I had been inducted into the National Honor Society and the ceremony at school was that night and it was mandatory to be there to be inducted. During the days after my father had died, somehow I was put on the phone with the nurse at the family doctor’s office…I remember she asked to talk to me.
I don’t remember what all she said but she told me that my father had been so proud of me, that when he had gone into the appointment for the EKG on that Monday when he was later airlifted, that he was telling them all about me getting inducted into Honor Society.
So on that day, my birthday, Mrs. Moore took me to the mall during school hours (I did not go to school that day) and we found a mint green dress for me to wear that night to the Honor Society induction ceremony at Christiana High School.
__________
-This piece was written in 2018, and edited today, May 10, 2022.
There are two other pieces on my blog that are related to this piece.
YOU CAME TO ME
(written May 10, 2021)
HE WAS PROBABLY CHECKING ON HIS TOMATOES (AND) GETTING FIREWOOD
(Written MARCH 20, 2022)
Footnotes
1 Tonight, 5/22/22, I scanned parts of my father’s autopsy (below, the first three pages), which I have (in parts) have read before, and noticed for the first time that they did NOT examine his brain. All these years I assumed they did what my mother was demanding, but, they did not. There are pages of diagrams of heart/lungs and more with all kinds of notes…but…the page for neuropathology is unmarked. This is interesting to me, and slightly significant to know.
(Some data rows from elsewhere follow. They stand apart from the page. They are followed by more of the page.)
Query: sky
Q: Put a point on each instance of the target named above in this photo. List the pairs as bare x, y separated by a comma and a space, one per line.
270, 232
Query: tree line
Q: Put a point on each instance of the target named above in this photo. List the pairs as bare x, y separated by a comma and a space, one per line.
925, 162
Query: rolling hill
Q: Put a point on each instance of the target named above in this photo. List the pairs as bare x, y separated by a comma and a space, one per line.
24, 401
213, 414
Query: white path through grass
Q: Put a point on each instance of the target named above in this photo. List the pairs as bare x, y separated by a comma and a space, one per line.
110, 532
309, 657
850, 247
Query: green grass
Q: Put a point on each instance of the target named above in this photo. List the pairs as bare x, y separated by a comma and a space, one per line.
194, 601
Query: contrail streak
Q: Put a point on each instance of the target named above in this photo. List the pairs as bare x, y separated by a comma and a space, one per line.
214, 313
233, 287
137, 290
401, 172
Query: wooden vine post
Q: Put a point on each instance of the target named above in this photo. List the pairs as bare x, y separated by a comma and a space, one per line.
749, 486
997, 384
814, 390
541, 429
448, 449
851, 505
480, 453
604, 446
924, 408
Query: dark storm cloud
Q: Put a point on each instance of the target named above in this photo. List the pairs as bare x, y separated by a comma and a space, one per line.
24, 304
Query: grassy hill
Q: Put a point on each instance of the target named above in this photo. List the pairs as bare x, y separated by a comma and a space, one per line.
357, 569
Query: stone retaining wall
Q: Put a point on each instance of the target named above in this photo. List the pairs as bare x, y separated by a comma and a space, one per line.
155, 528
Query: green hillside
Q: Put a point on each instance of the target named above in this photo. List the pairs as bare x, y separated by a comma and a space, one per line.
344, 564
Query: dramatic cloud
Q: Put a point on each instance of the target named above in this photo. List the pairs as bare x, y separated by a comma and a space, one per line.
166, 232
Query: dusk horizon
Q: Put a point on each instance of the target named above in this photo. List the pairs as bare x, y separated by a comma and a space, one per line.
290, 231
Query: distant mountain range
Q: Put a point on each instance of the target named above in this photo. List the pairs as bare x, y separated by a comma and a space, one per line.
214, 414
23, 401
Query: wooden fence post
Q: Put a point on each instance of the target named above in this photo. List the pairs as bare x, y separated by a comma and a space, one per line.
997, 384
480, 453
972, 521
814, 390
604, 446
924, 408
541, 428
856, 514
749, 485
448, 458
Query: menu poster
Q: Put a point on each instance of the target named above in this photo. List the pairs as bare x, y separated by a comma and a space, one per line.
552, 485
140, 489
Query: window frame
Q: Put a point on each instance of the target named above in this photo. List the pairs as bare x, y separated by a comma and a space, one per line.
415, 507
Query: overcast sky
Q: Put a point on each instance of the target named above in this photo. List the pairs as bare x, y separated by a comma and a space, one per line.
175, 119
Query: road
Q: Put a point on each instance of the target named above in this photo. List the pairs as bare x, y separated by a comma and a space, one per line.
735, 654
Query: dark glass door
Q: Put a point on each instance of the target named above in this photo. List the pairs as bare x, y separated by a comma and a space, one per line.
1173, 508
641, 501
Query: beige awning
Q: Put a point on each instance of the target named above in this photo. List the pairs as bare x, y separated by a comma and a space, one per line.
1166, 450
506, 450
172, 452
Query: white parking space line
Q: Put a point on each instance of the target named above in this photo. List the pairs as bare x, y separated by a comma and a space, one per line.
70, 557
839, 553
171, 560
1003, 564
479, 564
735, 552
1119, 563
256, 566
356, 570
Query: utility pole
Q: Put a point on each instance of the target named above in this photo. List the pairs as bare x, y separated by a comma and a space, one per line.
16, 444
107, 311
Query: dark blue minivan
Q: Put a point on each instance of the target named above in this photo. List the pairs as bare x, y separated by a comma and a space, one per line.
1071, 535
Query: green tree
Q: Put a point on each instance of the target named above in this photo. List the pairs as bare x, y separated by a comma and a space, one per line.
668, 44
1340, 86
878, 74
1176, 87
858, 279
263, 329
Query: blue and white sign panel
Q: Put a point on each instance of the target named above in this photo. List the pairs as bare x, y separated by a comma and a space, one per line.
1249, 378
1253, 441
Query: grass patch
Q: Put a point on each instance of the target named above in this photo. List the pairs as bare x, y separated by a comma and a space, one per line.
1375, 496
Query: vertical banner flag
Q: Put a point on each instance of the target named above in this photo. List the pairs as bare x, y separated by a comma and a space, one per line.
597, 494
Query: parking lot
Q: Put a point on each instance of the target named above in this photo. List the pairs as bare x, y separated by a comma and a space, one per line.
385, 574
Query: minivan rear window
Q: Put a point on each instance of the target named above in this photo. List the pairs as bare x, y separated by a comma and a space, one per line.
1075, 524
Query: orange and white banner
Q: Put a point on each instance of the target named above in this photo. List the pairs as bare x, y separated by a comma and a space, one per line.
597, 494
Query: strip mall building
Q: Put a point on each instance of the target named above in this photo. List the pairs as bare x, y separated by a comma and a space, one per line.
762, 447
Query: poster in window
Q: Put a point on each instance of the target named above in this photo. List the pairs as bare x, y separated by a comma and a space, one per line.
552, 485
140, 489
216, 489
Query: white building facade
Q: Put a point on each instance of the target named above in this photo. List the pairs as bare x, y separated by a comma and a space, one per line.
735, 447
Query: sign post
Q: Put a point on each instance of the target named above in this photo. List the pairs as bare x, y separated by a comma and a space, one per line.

When I viewed my father in the casket, one of the things that disturbed me was imagining his brain being cut open, and I could not figure out or understand how I saw no evidence of any cutting. My mind as a young girl, thought many many things…it was quite traumatic. Also, I do remember wondering if they had found the strawberry cake that I made, and he ate, on that Saturday before he ended up in the hospital. It was both emotional in thought, plus, the morbidity and confusion of it all…in my young mind, was a lot to process.